HDNNPDataset

class hdnnpy.dataset.hdnnp_dataset.HDNNPDataset(descriptor, property_, dataset=None)[source]

Bases: object

Combine and preprocess descriptor and property dataset.

It is desirable that the type of descriptor and property used for HDNNP is fixed at initialization.
Also, an instance itself does not have any dataset at initialization and you need to execute construct().
If dataset is given it will be an instance’s own dataset.
Parameters:
  • descriptor (DescriptorDatasetBase) – Descriptor instance you want to use as HDNNP input.
  • property_ (PropertyDatasetBase) – Property instance you want to use as HDNNP label.
  • dataset (dict [ndarray], optional) – If specified, dataset will be initialized with this.
__getitem__(item)[source]

Return indexed or sliced dataset as dict data.

__len__()[source]

Redicect to partial_size

construct(all_elements=None, preprocesses=None, shuffle=True, verbose=True)[source]

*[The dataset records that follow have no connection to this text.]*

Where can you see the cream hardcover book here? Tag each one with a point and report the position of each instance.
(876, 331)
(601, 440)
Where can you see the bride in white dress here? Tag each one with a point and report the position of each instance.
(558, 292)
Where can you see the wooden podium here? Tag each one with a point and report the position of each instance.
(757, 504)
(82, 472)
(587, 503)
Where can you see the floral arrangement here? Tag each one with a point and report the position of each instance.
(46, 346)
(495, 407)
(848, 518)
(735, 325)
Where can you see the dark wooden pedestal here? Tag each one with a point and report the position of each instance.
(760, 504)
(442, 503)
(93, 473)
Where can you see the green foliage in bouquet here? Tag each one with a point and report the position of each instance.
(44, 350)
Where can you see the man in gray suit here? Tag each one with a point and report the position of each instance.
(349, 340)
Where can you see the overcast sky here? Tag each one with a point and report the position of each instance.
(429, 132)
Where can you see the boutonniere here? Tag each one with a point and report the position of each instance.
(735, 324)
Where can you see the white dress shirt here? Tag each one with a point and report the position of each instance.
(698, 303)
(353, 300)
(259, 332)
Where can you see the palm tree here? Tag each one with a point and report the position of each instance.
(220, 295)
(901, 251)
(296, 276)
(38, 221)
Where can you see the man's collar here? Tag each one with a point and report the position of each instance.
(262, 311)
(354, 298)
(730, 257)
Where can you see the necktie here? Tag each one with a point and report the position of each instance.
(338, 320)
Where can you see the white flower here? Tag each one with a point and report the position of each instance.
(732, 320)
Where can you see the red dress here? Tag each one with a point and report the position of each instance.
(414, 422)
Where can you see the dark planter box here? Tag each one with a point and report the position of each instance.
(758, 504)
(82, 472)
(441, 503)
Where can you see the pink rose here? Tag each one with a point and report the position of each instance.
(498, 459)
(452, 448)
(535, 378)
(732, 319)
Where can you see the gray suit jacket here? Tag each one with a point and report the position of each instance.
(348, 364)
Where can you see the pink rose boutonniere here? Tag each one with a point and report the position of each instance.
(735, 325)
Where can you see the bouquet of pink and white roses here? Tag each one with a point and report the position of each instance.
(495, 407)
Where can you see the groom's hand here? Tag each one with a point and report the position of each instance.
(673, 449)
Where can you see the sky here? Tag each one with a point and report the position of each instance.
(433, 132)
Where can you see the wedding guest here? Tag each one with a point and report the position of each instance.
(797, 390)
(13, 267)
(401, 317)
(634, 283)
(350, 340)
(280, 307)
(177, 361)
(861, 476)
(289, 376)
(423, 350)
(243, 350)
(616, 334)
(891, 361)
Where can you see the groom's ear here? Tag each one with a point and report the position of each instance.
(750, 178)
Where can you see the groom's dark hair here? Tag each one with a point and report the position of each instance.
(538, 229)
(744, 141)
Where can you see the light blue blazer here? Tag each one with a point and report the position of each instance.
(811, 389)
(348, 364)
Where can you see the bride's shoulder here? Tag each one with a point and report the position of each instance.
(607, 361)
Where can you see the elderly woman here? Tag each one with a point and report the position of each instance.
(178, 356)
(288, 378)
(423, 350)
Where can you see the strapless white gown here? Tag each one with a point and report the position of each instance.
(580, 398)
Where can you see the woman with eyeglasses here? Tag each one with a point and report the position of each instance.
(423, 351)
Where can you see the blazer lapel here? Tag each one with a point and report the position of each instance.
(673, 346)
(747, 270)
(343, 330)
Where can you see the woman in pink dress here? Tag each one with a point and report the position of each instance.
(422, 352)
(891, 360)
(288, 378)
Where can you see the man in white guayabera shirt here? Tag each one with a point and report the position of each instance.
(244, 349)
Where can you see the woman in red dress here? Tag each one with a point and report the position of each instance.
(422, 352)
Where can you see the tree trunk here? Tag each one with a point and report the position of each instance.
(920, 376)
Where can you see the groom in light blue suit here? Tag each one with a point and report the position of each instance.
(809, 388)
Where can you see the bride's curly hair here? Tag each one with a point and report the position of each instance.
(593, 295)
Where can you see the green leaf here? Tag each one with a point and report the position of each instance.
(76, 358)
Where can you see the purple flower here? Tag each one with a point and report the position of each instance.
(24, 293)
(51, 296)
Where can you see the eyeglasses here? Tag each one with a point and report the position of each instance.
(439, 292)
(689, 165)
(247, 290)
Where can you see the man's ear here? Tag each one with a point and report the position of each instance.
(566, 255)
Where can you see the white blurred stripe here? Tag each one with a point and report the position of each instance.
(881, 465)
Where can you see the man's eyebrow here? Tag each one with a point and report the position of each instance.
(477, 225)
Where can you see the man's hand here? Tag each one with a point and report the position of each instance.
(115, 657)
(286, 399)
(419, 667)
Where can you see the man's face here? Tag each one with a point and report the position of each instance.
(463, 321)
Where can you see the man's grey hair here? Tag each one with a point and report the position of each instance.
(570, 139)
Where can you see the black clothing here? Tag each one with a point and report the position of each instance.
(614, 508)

Construct an instance’s own dataset.

This method does following steps:

  • Check compatibility between descriptor and property datasets.
  • Expand feature dimension of descriptor dataset according to all_elements and pre-process descriptor dataset in a given order and add to its own dataset.
  • Add property dataset to its own dataset.
  • Clear up the original data in descriptor and property dataset.
  • Shuffle the order of the data.
Parameters:
  • all_elements (list [str], optional) – If specified, it expands feature dimensions of descriptor dataset according to this.
  • preprocesses (list [PreprocessBase], optional) – If specified, it pre-processes descriptor dataset in a given order.
  • shuffle (bool, optional) – If specified, it shuffles the order of the data.
  • verbose (bool, optional) – Print log to stdout.
Raises:

AssertionError – If descriptor and property datasets are incompatible.

scatter(max_buf_len=268435456)[source]

Scatter dataset by MPI communication.

Each instance is re-initialized with received dataset.

Parameters:max_buf_len (int, optional) – Each data is divided into chunks of this size at maximum.
take(index)[source]

Return copied object that has sliced dataset.

Parameters:index (int or slice) – Copied object has dataset indexed or sliced by this.
descriptor

Descriptor dataset instance.

Type:DescriptorDatasetBase
elemental_composition

Elemental composition of the dataset.

Type:list [str]
elements

Elements of the dataset.

Type:list [str]
n_input

Number of dimensions of input data.

Type:int
n_label

Number of dimensions of label data.

Type:int
partial_size

Number of data after scattered by MPI communication.

Type:int
property

Property dataset instance.

Type:PropertyDatasetBase
tag

Unique tag of the dataset.

Usually, it is a form like <any prefix> <chemical formula>. (ex. CrystalGa2N2)

Type:str
total_size

Number of data before scattered by MPI communication.

Type:int